In a genome-wide association study (GWAS), the genomes of many individuals are scanned in search of common gene variants that occur more frequently in people who have a given disease, such as Alzheimer’s disease (AD). However, common Alzheimer’s-associated gene variants have accounted for less than half of the heritability of AD. A standard GWAS misses the rare gene variants (those occurring in less than 1% of the population).
Now researchers at Massachusetts General Hospital (MGH), the Harvard T. H. Chan School of Public Health, and Beth Israel Deaconess Medical Center, report they have used whole genome sequencing (WGS) to discover rare genomic variants associated with AD, and have identified 13 variants.

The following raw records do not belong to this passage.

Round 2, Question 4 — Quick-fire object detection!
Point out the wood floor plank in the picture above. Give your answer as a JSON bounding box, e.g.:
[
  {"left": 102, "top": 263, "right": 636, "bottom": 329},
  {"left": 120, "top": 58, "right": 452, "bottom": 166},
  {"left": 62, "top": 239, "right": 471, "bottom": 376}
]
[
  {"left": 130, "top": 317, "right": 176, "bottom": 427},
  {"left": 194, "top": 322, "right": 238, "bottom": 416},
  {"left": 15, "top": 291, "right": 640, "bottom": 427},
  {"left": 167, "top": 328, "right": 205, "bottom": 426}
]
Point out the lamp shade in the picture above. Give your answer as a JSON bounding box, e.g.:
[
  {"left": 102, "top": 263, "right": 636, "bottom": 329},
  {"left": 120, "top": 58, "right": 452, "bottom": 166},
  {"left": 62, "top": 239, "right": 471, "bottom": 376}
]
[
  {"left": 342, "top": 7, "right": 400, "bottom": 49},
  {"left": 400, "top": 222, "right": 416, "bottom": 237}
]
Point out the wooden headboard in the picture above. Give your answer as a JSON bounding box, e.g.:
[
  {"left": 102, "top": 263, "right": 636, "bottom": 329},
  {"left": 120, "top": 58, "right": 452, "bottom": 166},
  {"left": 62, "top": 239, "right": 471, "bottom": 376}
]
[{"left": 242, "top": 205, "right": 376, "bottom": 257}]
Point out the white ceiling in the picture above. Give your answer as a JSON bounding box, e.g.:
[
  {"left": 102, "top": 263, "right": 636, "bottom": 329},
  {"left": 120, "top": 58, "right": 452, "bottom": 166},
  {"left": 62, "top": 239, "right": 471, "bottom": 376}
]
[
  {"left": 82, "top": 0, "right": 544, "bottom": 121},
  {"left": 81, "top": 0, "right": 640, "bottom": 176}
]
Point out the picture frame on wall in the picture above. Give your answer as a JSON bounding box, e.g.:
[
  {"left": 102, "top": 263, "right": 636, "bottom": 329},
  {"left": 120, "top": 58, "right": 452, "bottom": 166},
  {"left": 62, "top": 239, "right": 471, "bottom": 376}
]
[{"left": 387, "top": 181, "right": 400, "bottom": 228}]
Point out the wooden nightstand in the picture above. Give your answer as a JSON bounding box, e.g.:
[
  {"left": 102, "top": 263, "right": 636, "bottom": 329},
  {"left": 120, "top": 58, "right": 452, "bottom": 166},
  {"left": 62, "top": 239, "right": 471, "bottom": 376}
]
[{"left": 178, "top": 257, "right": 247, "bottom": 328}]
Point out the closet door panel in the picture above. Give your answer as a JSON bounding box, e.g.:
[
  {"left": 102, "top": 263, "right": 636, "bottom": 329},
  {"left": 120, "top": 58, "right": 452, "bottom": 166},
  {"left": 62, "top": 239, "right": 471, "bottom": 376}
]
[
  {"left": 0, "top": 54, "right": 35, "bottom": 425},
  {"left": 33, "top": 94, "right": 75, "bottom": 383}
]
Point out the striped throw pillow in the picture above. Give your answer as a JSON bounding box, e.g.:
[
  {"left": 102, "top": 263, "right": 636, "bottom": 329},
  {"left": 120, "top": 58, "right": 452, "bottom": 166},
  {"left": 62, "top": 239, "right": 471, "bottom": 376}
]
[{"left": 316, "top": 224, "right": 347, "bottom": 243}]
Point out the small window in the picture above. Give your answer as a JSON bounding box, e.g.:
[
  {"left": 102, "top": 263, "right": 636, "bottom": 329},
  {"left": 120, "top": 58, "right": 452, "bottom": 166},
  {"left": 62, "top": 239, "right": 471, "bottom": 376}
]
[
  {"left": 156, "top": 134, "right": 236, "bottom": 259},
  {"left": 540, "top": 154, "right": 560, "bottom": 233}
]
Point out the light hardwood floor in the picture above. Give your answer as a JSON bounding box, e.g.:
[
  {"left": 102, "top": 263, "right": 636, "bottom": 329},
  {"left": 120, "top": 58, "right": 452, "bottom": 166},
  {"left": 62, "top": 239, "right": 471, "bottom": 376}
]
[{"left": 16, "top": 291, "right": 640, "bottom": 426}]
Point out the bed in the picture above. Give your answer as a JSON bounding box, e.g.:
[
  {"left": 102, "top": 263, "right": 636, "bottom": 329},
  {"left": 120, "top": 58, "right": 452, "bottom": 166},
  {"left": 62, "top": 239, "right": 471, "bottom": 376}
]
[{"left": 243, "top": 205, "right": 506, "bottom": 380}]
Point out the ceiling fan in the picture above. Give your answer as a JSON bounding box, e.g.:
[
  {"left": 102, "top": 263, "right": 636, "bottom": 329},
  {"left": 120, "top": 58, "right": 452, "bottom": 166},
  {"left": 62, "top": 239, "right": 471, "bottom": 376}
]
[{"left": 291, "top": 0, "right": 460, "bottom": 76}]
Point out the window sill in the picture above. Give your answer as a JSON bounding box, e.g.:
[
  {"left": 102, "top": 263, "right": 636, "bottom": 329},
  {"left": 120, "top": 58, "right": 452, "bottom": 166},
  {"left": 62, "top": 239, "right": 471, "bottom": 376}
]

Their findings are published in the journal Alzheimer’s & Dementia in a paper titled, “Whole‐genome sequencing reveals new Alzheimer’s disease–associated rare variants in loci related to synaptic function and neuronal development.”
The researchers performed WGS analyses on the genomes of 2,247 individuals from 605 families that included multiple members who have been diagnosed with AD. They also analyzed WGS datasets on 1,669 unrelated individuals. The study identified 13 previously unknown rare gene variants associated with AD. The gene variants were also found to be associated with functioning of synapses, development of neurons, and neuroplasticity.
Identifying less-common gene mutations that increase the risk for AD is important because they may hold critical information about the biology of the disease, explained Rudolph Tanzi, PhD, director of the genetics and aging research unit at MGH. “Rare gene variants are the dark matter of the human genome,” he said.
The next 30 AD gene variants that were discovered are primarily linked to chronic inflammation in the brain. “It was always kind of surprising that whole-genome screens had not identified Alzheimer’s genes that are directly involved with synapses and neuroplasticity,” said Tanzi.
“This paper brings us to the next stage of disease-gene discovery by allowing us to look at the entire sequence of the human genome and assess the rare genomic variants, which we couldn’t do before,” added Dmitry Prokopenko, PhD, of MGH’s McCance Center for Brain Health, and lead author of the study.
“With this study, we believe we have created a new template for going beyond standard GWAS and association of disease with common genome variants, in which you miss much of the genetic landscape of the disease,” asserted Tanzi.
Their findings could help pave a path for the development of new therapies for Alzheimer’s disease and lead to more WGS in other neurological conditions.